Well the very first thing is to look at yourself and see where you were a part of it. You can ask psychologists, long time married couples, divorced couples, or life coaches. They will all tell you to look at “your” part in the argument, both before the argument and during the argument.
Step one is not covered in this brief article but you can easily find how to look at your part of an argument by performing a quick web search with simple keywords such as argument, making up, and accountability.
1. See above.
2. Call yourself names, and we don’t mean nice names.
Raise your voice and call yourself crazy, mean, obnoxious, overbearing, hurtful, and so-forth. This will give your partner an opportunity to see that you are being accountable for your part of the argument and potentially start to smile. If your partner jumps in with name calling just repeat, you’re right I am a “jerk,” your right I am “obnoxious,” your right….
3. Blame yourself
Say “I started it,” “I came home in a bad mood.” “I’m at fault” and other words you can blame yourself with. Your partner loves this and it puts you in the mental mood for later.
4. Point out your deficiency.
Do you feel less than handsome or beautiful? Do you lack the intelligence of your partner? Because you love your partner you are willing to look at your deficiencies which will start them at looking at their deficiencies.
5. Tell them they’re right and you’re wrong.
You must keep a large smile on your face during this time because you will next tell them they are 100% right and you are 100% wrong. By this time your partner is seeing that you are recognizing your part in the argument and seeing the heart felt effort you are putting forward to make up.
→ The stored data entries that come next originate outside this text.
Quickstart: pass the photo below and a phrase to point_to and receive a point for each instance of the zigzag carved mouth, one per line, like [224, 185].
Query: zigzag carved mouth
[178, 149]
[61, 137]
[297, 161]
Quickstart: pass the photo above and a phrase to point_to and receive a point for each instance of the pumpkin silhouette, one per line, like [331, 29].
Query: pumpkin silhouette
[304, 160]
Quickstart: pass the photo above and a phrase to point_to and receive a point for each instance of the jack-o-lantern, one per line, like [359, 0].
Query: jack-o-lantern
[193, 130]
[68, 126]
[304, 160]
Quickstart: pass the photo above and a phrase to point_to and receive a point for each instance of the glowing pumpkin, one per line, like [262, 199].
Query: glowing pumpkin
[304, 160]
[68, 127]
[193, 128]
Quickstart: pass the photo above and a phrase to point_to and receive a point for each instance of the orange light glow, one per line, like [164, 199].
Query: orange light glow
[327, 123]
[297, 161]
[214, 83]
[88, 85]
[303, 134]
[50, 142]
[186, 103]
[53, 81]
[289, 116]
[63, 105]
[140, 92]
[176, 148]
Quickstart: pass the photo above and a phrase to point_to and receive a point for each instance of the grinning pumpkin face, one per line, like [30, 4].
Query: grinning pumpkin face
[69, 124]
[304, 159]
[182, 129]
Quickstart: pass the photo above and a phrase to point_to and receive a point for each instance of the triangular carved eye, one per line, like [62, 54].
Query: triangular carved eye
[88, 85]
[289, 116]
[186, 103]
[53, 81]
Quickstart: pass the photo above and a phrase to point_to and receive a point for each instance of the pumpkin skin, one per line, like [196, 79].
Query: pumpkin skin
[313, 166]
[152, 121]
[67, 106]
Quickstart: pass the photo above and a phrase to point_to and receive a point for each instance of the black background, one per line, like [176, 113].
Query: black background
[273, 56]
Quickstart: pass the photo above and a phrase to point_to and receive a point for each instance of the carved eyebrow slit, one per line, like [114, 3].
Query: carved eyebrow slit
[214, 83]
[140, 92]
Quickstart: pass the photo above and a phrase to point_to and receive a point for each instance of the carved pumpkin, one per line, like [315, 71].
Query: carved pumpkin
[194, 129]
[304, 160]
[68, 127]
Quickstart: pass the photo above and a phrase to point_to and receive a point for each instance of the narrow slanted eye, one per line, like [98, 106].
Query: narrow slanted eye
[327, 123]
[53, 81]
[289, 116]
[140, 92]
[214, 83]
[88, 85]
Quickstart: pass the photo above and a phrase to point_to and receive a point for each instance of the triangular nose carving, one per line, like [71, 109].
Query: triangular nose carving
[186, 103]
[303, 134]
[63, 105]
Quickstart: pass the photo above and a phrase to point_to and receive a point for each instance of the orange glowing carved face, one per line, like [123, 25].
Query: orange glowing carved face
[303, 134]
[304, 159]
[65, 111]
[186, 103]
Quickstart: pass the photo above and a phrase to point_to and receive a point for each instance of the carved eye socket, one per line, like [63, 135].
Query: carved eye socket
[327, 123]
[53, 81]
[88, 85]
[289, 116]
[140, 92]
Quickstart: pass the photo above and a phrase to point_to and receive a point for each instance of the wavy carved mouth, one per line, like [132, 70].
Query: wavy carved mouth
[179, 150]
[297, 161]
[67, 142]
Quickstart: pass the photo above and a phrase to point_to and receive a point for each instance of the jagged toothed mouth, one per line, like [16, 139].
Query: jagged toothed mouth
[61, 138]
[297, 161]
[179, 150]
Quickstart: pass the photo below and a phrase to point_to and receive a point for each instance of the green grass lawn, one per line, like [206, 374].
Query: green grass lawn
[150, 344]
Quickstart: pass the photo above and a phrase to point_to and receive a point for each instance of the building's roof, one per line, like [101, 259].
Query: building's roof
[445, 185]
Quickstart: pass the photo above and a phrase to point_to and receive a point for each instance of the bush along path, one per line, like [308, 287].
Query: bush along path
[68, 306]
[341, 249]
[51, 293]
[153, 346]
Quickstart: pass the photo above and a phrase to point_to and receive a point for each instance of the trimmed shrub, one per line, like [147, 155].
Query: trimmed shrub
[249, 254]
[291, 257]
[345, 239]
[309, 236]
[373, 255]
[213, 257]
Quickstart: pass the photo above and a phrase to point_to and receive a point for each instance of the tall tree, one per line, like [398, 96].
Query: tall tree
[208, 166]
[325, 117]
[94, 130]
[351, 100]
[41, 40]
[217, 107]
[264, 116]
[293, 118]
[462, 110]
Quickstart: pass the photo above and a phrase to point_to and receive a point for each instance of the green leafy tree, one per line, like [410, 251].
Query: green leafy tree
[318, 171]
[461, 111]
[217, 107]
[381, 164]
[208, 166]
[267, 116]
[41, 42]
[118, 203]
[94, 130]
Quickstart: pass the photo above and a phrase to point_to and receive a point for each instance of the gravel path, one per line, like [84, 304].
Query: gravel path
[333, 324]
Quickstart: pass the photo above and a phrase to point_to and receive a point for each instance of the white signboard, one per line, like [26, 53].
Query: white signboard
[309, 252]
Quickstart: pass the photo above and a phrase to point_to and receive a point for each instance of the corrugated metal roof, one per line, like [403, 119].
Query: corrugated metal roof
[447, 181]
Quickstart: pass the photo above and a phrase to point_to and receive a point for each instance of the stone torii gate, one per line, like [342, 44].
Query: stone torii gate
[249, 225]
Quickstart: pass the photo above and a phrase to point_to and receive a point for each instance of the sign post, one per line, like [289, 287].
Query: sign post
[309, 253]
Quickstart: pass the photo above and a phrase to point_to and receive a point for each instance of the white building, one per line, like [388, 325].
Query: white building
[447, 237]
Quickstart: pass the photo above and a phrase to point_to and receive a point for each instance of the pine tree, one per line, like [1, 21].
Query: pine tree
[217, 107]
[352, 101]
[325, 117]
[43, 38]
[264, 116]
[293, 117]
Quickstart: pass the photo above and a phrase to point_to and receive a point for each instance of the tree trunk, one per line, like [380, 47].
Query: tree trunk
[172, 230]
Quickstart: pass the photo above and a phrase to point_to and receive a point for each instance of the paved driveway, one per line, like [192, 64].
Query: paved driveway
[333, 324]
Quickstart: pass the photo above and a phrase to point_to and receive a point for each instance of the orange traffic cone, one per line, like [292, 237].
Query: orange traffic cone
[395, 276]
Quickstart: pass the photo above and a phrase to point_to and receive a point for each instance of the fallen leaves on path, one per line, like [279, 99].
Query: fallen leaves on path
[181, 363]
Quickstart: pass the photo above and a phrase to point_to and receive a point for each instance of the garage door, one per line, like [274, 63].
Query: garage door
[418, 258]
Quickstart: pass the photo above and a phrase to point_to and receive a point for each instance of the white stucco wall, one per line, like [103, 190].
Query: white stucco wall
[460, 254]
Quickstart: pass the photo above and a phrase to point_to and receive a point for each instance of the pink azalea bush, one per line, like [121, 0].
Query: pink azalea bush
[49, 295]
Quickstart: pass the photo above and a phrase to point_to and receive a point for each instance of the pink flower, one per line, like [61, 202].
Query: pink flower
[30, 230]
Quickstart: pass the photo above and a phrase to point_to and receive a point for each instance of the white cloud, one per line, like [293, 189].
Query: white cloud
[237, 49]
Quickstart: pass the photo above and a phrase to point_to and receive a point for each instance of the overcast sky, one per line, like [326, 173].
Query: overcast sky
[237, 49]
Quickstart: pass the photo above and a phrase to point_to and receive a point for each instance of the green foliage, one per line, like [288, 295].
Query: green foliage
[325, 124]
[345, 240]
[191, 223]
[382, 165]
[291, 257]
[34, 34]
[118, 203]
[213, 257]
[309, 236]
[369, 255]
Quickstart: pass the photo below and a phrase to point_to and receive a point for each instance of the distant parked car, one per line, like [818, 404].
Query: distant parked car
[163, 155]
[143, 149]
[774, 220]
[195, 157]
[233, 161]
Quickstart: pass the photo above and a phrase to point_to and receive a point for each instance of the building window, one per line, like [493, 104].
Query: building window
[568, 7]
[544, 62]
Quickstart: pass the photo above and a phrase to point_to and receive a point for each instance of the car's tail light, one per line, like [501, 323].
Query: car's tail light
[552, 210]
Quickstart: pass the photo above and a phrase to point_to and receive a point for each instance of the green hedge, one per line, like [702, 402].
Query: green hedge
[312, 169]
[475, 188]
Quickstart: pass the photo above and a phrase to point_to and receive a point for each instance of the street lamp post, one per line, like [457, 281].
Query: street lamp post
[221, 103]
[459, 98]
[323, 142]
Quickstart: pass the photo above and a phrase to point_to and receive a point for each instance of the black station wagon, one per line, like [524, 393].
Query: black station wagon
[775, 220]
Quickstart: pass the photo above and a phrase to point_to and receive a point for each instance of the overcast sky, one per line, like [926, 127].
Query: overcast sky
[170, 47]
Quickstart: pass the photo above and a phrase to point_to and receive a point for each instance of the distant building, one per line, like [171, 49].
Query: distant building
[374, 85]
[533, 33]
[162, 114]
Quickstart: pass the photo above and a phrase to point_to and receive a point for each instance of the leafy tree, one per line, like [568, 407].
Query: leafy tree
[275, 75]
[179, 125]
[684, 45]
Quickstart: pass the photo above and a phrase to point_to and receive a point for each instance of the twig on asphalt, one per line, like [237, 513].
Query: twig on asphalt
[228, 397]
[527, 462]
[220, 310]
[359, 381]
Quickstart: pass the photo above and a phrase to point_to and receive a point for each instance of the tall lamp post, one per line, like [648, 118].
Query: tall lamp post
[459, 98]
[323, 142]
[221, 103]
The other important thing to remember is to use a subtle smile during this entire process and the healing power of humor.
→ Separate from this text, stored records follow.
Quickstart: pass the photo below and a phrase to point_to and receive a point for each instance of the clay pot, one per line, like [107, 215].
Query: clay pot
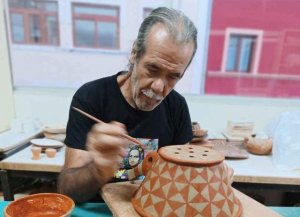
[51, 152]
[258, 146]
[44, 204]
[36, 152]
[186, 180]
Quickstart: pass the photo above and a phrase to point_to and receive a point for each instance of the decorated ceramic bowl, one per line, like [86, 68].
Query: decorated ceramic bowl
[41, 205]
[186, 180]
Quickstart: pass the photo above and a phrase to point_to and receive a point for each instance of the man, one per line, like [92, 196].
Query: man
[140, 102]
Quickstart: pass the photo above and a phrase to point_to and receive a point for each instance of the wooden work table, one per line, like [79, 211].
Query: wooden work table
[260, 169]
[23, 161]
[20, 164]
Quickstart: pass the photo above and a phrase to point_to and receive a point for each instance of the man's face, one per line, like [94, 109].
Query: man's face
[155, 74]
[134, 157]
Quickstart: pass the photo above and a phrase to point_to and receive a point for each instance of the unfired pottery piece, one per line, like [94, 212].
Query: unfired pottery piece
[43, 204]
[186, 180]
[36, 153]
[50, 152]
[258, 146]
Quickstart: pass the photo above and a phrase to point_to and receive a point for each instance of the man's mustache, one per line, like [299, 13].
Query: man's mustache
[151, 94]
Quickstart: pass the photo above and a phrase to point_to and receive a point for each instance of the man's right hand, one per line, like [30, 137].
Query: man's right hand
[107, 148]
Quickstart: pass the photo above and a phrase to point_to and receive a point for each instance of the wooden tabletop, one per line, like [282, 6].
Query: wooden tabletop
[22, 161]
[260, 169]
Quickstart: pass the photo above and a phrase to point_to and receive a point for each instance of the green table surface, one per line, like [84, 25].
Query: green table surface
[95, 209]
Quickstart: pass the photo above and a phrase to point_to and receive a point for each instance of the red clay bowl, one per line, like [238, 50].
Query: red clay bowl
[41, 205]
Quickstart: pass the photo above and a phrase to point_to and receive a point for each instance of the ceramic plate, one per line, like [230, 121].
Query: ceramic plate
[46, 142]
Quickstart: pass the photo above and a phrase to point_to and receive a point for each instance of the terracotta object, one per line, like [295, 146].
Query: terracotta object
[186, 180]
[36, 152]
[44, 204]
[258, 146]
[50, 152]
[197, 131]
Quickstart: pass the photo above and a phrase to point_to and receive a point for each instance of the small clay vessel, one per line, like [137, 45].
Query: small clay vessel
[51, 152]
[36, 152]
[258, 146]
[185, 181]
[43, 204]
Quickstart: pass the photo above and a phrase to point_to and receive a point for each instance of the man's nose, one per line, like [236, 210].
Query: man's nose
[158, 85]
6. Use terms of absolutes.
Use the absolute words “never,” and “always.” Say things such as “I always slack off on helping you around the house.” “I never help with the kids.” “I always make a mess for you to clean up.” “I never take accountability in our arguments.” The use of these terms about you will bring a smile to your partners face.
7. Tell your partner you apologize.
Say things like “I apologize I created this and want to apologize because of the way I acted.” Now if this is really outside of your normal character then it goes a long way. The more you say this aloud the more your partner will break down their walls (argument walls).
8. Show happiness.
You do this by saying “I’m happy,” “I’m glad to be married to you,” “I am excited.” This gets their attention and the more dramatic you get with these quotes the more impact you’ll have on your partner.
9. Write notes about yourself from the previous 8 steps and leave them where your partner will easily find them.
Let’s take the absolutes as an example. You can write a simple note that says “I never help with the kids” and leave this note in your partner’s car, backpack/purse, lunch sack, and so forth. If you’re creative cut out the paper into a non rectangular shape, e.g. heart, circle, diamond, and so on.
10. Give a fun and simple gift with a special note attached.
Let’s use a “100 Grand ®” candy bar as an example. Take the bar and tape a note to it which could say “You’re a hundred grand, and I’m only a dollar.” You could use an apple with the following note “An apple a day keeps the jerk (me) away,” or another is to give roses with a note like the following; “roses are red arguments are blue, you married a jerk who never says thank you.”
You’ll be amazed at how you can take anything and package it for a fun and effective make-up tool. By “breaking the ice” after the hard words of an argument and after following these steps you will reduce the amount of time it takes to talk through the hurtful words from the argument.
One of the most important parts of this ten step process is to smile during the process. Don’t smirk or glare in anger at your partner. Smile, remember you are doing this to break the ice and get to the point where a calm conversation can occur between you and your partner.